Interview - The Sunday Telegraph, 14th June '09

Kewell Rebuilt Body & Soul

By Chris Wilson

HARRY Kewell was in a hospital bed in 30C heat, the air-conditioning turned off to prevent a risk of infection to his surgically repaired foot.
The Socceroos superstar had just finished the 2006 World Cup as a spectator on crutches, but there in hospital he began plotting his journey to South Africa 2010.

Kewell now declares he is bigger, stronger and faster than at any point in his career. And the man who helped rebuild him says the job's not finished.

Socceroos physiotherapist Les Gelis has been Kewell's "bodyguard'' for three years. Both have torn themselves away from family this year to live and train together in Turkey, the focus on transforming Kewell into Australia's chief World Cup weapon.

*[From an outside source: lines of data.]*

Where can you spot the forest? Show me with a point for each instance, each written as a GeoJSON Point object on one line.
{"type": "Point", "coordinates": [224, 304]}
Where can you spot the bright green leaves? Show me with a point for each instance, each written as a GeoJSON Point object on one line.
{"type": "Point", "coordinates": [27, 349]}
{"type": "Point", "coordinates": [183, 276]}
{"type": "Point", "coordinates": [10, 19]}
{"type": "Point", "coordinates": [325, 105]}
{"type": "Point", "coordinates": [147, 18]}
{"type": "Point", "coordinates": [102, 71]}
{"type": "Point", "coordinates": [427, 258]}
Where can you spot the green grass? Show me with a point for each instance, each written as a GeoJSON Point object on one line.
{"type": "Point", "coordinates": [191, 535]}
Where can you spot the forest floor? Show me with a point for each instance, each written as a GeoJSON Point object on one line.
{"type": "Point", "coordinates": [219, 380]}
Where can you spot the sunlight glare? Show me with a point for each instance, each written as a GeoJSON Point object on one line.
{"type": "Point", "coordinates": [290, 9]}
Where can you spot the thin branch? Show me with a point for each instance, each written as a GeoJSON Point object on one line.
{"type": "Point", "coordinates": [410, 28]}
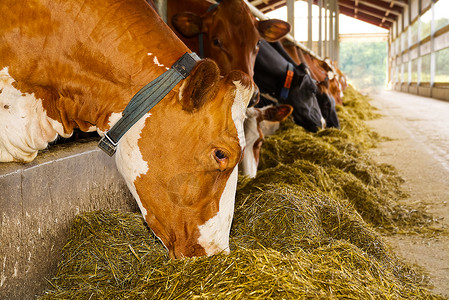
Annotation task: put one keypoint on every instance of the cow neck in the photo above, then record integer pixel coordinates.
(146, 99)
(201, 35)
(285, 90)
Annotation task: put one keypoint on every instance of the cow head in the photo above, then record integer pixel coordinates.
(185, 179)
(260, 122)
(231, 34)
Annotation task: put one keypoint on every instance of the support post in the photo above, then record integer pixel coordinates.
(291, 15)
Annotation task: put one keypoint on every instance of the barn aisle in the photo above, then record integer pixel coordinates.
(419, 149)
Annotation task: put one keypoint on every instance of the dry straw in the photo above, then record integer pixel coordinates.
(305, 228)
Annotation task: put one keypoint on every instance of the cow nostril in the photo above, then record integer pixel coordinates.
(255, 98)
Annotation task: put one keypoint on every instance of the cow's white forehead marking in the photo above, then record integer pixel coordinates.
(248, 164)
(25, 127)
(241, 100)
(129, 159)
(214, 234)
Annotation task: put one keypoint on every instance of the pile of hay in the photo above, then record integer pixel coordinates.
(299, 231)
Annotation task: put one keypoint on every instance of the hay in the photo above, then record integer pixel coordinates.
(300, 232)
(335, 162)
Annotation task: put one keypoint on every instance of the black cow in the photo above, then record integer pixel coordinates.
(270, 75)
(325, 101)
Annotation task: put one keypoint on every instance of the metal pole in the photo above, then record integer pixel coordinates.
(331, 29)
(291, 15)
(309, 24)
(320, 28)
(326, 49)
(337, 33)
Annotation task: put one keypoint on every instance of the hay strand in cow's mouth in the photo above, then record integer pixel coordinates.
(305, 227)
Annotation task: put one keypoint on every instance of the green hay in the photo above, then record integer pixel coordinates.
(300, 231)
(335, 162)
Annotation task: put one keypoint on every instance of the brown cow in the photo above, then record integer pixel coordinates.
(260, 122)
(76, 64)
(230, 32)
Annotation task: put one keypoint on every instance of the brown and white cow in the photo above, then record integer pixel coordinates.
(231, 34)
(321, 70)
(260, 122)
(76, 64)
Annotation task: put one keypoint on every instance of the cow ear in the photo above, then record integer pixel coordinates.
(277, 113)
(201, 85)
(272, 30)
(187, 24)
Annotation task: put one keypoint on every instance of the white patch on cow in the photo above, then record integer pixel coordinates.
(214, 234)
(25, 127)
(241, 100)
(113, 118)
(248, 164)
(323, 123)
(129, 159)
(156, 62)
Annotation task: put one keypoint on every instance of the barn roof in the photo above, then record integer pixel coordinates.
(381, 13)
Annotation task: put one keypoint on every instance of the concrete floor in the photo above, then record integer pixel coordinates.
(419, 149)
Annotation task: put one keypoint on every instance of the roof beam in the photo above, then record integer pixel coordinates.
(382, 6)
(368, 10)
(366, 18)
(401, 3)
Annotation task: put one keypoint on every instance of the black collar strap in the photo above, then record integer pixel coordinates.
(146, 99)
(201, 35)
(287, 83)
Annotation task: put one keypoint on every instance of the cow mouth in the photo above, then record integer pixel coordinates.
(183, 251)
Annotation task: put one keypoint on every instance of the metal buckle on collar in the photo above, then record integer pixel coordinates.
(144, 100)
(107, 145)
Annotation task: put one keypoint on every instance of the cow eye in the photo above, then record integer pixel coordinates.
(217, 42)
(220, 154)
(222, 158)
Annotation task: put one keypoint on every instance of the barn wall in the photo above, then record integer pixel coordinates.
(419, 50)
(38, 201)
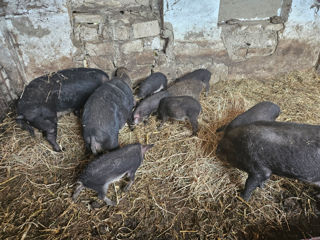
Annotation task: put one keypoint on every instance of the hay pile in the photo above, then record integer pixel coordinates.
(181, 191)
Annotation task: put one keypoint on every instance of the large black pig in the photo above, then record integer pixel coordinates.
(111, 167)
(263, 111)
(148, 106)
(106, 111)
(47, 96)
(152, 84)
(263, 148)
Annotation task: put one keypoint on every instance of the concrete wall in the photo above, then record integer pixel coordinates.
(175, 37)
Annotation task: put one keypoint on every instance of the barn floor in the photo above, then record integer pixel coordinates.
(181, 191)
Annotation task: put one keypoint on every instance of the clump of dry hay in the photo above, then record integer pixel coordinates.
(181, 190)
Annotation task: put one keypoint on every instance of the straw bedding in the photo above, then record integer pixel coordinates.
(181, 191)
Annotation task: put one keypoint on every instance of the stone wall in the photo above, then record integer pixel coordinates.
(174, 37)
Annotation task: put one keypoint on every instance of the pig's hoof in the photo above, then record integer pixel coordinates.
(57, 149)
(244, 197)
(111, 203)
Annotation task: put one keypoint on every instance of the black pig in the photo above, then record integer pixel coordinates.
(147, 106)
(263, 111)
(47, 96)
(199, 75)
(263, 148)
(154, 83)
(106, 111)
(180, 108)
(109, 168)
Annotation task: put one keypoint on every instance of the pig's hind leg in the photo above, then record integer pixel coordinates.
(25, 125)
(194, 124)
(102, 195)
(51, 137)
(77, 191)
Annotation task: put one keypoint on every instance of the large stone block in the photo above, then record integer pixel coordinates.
(102, 62)
(132, 46)
(107, 4)
(121, 33)
(81, 18)
(290, 55)
(100, 49)
(143, 58)
(86, 34)
(146, 29)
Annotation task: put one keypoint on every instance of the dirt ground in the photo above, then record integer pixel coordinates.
(181, 191)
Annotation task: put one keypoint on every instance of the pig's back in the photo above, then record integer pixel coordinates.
(287, 149)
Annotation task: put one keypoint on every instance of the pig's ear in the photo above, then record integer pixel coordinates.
(145, 148)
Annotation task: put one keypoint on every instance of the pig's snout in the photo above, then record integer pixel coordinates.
(136, 119)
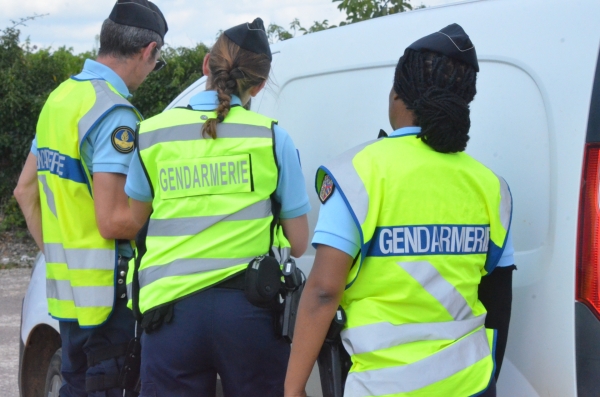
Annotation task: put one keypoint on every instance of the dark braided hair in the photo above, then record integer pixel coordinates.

"He was sitting there and he was pretty dejected,'' Gelis recalls of visiting Kewell in hospital after the 2006 World Cup. "It was that critical point where he could have said this is all too hard. To his credit, he made the resolution to getting back to being the best athlete he could. That was the turning point.''

The result of the work was obvious when Kewell stripped off his Socceroos shirt last weekend, after Australia qualified for the 2010 World Cup with a 0-0 draw against Qatar. "I know I've added more muscle because the majority of my pants don't fit me no more, they're too tight around my quads,'' Kewell joked in an exclusive interview with The Sunday Telegraph.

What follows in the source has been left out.